Ich selbst würde explizit davon abraten, da noch mehr Komplexität hinein zu bringen. Es gibt absolut keine Notwendigkeit für eine VM oder so. Und wenn dann da noch ein unbekanntes System installiert wird: Wie soll dies klappen?

Daher wirklich Stück für Stück vorgehen - und egal mit was für einem Software Stack er arbeiten möchte: Das geht mit jedem (üblichen) Betriebssystem.

Und wenn, dann wäre mein Ratschlag ggf. ein Raspberry Pi oder so - dann hat er einen dedizierten Server und sein Computer muss nicht durchlaufen. Aber auch das ist einfach nur Overkill für die ersten Schritt. Und da würde ich vor allem Wert auf Security legen.


----------



## temi (25. Aug 2022)

KonradN hat gesagt.:


> Ich selbst würde explizit davon abraten, da noch mehr Komplexität hinein zu bringen. Es gibt absolut keine Notwendigkeit für eine VM oder so.
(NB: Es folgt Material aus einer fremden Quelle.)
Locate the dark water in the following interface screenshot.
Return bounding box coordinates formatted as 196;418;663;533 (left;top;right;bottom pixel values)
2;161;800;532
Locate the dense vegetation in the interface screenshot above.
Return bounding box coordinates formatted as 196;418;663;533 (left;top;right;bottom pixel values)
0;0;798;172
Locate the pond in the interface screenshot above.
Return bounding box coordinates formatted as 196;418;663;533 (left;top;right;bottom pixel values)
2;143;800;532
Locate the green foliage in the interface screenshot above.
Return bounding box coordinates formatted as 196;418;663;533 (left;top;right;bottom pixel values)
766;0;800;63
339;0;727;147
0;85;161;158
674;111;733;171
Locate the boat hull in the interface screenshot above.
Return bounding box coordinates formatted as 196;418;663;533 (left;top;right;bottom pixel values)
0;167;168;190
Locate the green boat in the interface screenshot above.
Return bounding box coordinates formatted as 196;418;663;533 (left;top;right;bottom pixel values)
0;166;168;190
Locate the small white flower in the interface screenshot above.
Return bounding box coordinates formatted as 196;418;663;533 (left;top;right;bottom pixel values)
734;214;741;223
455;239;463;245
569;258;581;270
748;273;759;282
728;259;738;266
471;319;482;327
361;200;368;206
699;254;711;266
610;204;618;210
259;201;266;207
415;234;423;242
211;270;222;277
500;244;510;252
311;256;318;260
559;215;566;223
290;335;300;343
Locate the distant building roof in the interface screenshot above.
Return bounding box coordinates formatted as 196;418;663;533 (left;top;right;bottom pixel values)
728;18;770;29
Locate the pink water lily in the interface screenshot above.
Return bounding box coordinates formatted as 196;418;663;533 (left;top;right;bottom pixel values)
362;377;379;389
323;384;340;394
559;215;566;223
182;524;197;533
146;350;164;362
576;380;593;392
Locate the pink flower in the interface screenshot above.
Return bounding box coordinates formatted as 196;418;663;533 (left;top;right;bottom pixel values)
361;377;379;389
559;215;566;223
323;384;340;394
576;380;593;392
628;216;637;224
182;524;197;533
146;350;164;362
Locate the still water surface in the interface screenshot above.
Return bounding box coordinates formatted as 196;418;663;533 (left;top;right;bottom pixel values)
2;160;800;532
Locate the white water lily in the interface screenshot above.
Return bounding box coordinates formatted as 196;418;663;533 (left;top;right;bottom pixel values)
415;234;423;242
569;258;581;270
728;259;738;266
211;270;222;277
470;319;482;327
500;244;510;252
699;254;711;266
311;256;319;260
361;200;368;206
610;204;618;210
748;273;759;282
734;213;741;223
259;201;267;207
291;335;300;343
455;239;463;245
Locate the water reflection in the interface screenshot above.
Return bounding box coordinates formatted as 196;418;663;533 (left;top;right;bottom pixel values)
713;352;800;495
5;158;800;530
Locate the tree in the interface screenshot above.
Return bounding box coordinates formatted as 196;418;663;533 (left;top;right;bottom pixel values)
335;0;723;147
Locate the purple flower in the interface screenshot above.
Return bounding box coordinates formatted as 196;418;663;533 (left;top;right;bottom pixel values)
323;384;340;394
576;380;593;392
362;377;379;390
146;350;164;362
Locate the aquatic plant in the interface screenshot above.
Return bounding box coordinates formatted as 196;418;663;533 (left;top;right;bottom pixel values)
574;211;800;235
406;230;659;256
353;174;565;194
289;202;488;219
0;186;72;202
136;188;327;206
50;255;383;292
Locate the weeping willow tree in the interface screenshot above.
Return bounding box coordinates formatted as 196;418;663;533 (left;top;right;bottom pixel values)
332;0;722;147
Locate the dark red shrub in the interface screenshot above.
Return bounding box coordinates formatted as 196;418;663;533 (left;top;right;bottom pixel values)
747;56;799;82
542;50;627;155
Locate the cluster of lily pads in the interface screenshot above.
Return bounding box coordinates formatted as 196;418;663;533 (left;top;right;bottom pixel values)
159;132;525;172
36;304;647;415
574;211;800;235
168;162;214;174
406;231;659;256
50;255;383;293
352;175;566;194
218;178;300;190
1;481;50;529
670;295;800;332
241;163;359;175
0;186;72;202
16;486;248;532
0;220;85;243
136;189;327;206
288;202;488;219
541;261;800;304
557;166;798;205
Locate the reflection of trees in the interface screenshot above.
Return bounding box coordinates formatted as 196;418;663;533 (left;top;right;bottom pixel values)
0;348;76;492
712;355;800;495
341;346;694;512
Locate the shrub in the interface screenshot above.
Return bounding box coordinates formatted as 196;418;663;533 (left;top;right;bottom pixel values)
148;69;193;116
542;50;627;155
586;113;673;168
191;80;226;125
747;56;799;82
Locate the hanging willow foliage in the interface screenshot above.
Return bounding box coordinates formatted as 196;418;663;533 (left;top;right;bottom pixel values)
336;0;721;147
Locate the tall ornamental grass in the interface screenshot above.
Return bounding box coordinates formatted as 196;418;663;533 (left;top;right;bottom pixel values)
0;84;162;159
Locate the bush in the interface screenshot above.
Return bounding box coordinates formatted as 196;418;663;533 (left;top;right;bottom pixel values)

Und wenn dann da noch ein unbekanntes System installiert wird: Wie soll dies klappen?
> 
> Daher wirklich Stück für Stück vorgehen - und egal mit was für einem Software Stack er arbeiten möchte: Das geht mit jedem (üblichen) Betriebssystem.
> 
> Und wenn, dann wäre mein Ratschlag ggf. ein Raspberry Pi oder so - dann hat er einen dedizierten Server und sein Computer muss nicht durchlaufen. Aber auch das ist einfach nur Overkill für die ersten Schritt. Und da würde ich vor allem Wert auf Security legen.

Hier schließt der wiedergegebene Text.